Inspired by the idea of being an entrepreneur, he decided to leave corporate life to launch his own ventures in spring of 2017. Kalamata Kitchen is a brand that connects kids and adults to diverse experiences and cultures through the lens of food. “The experience is like Anthony Bourdain meets Dora the Explorer,” says Wallace. “It’s built around a fictitious girl named Kalamata who, along with her stuffed alligator Al Dente, courageously explores the world through food adventures.” The brand is activated through a series of stories, products, and experiences, with an expansion vision that creates even more visibility on major media platforms.
With a successful Kickstarter that funded his idea in four days, Wallace built a team to create a magical place where culture and culinary wonders come to life through a series of books, experiences, and products to entice children and their families to embrace cultural diversity through foods, flavors, and traditions from around the world and all walks of life.

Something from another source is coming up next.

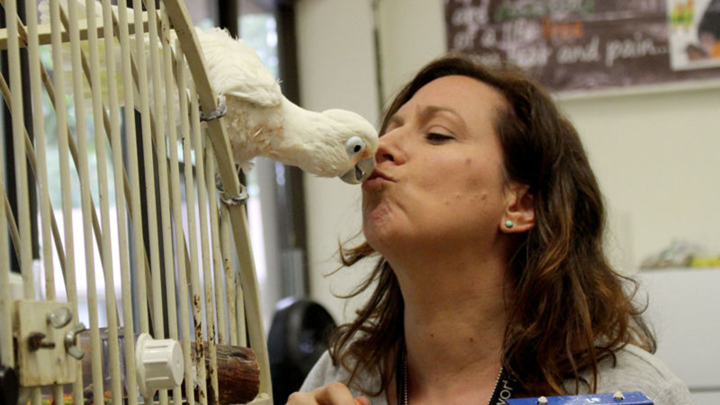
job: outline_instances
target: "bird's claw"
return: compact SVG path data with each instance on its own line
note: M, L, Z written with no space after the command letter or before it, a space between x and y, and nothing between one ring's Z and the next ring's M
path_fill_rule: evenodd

Joining him as co-founder is Sarah Thomas, an author from a culturally diverse background who is an Advanced Sommelier in the Court of Master Sommeliers, and currently a sommelier at Le Bernardin in NYC. As chief imaginator and story-chef in Kalamata’s Kitchen, she drew on her own experiences from her family kitchen and her college experiences as a teaching assistant for intellectually disabled children in India. “I can remember the smell and sound of spices frying in my mom’s kitchen pretty distinctly,” she says. “There’s a handful of spices and aromatics that start the base of most south Indian cooking, and that smell and the sound of them sizzling in oil has always signaled the promise of something delicious.”
Together, they created the Kalamata Kitchen brand of stories, food adventure gear, live events and a nationwide guide to family-friendly restaurants as a way to grow a next generation of eaters who appreciate cultural and culinary diversity by understanding the traditions of people around the world.
“We created Kalamata’s Kitchen around a single truth,” says Wallace. “Food brings people closer together. And we believe that sharing food adventures does more than encourage you to try new things. We believe it brings about an appetite for empathy, inclusiveness and community in a profound, yet very simple way, by going on a food adventure together.”
Derek is very excited to meet with the SU community and encourage their entrepreneurial spirit. He is particularly passionate about talking about diversity and inclusion.
The conversation is open to the campus and community.